Imagine that there was another option called railroad B. The difference between railroad A and railroad B is that instead of a shipping company keeping track of what goes on each train and making sure it arrives like railroad A, railroad B uses an unalterable database that tracks trains and makes sure every car goes exactly where it should. It keeps the cars in order by giving each one a number based of the car in front of it, so that the cars are not only always in order but you also cannot add or take away a car without disrupting the order and stopping the train. Once you put your goods on a railroad B train, the details of the shipment are entered into the database and after that no one can change the shipment information to redirect your goods. Once your goods arrive at the proper customer, that is entered in the database and you get your money shipped back to you on another train.

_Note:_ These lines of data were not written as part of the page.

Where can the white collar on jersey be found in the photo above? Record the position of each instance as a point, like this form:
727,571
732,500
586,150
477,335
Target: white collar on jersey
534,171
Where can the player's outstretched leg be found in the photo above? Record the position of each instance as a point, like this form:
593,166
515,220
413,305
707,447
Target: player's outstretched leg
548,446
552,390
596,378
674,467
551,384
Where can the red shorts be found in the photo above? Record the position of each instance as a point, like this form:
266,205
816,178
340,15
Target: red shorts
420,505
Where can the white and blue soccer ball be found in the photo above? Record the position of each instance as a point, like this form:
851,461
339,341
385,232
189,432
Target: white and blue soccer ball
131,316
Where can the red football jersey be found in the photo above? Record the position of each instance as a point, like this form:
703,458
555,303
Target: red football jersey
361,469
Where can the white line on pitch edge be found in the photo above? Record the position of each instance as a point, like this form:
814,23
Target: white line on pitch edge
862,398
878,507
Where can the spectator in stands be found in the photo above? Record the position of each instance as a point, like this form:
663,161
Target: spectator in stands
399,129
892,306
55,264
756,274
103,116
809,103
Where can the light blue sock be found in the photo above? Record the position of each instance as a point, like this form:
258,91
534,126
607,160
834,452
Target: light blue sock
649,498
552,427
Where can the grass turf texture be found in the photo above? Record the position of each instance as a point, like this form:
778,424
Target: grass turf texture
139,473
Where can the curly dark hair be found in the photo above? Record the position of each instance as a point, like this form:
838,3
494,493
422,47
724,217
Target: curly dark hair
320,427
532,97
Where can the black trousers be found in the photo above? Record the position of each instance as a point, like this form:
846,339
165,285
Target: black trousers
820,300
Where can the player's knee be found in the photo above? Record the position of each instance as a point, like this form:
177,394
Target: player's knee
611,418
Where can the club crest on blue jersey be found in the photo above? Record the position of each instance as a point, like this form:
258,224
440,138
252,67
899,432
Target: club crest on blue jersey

So, if someone knew you were shipping something and wanted to have the railroad ship it to them instead of your customer, they couldn’t change the destination of the shipment because that information has already been permanently published within the database.
In this oversimplified scenario a traditional bank is railroad A and blockchain technology is railroad B. Blockchain’s main advantage over traditional banking is the fact that no one needs to monitor the database, or in in blockchain’s case ledger, that keeps track of moving digital funds or other types of data because once data is published in the database it cannot be altered or manipulated making banks an unnecessary middle man.
But how can blockchain be so sure that its ledger is secure and its data can’t be altered?
The ledger can’t be altered because it is distributed among the computers of everyone who uses it. For example, Dave and Andy are using a blockchain database with exactly half of the data stored on one computer and half on the other. Dave has his computer hacked and the hacker has access to his half of the database and all seems lost. However, blockchain ledgers cannot be altered unless one person has control of 51% of the database. In the case of Dave and Andy, the hacker came very close but still cannot edit the information in the database without also hacking Andy’s computer.
Now imagine that there are thousands of other people using the database with Dave and Andy, each with a divided percentage of the database stored on their computer, and you can see the monumental task taking over a blockchain ledger would be.
So, hackers can’t redirect data to steal it using when it is entered in a blockchain ledger, but what if all they need to do is see it?
When vulnerable information is sent over a blockchain ledger, it is essentially scrambled so that it cannot be read unless unscrambled. This is called hashing. For example, you want to send a voice recording to someone with vulnerable information. When you send it over a blockchain, your message is hashed, and if anyone wants to access it they will have to reorder the hash using a decryption key to unlock it. If a blockchain encrypts information with 265-bit encryption, that means someone would have to guess 256 values out of a range of values that numbers in the hundreds of thousands of billions in order to read the information. On top of that, you would know if the message was tampered with because the hash would be different than the one stored in the unalterable blockchain ledger.
So, will Blockchain technology disrupt the banking industry and cause a complete collapse? Probably not, but it has the potential to cause a huge shift among the banking industry and several others. Even if you aren’t interested in potentials, understanding the power and ideas behind how Blockchain works is a step ahead of hackers and a step towards cybersecurity for you and your business.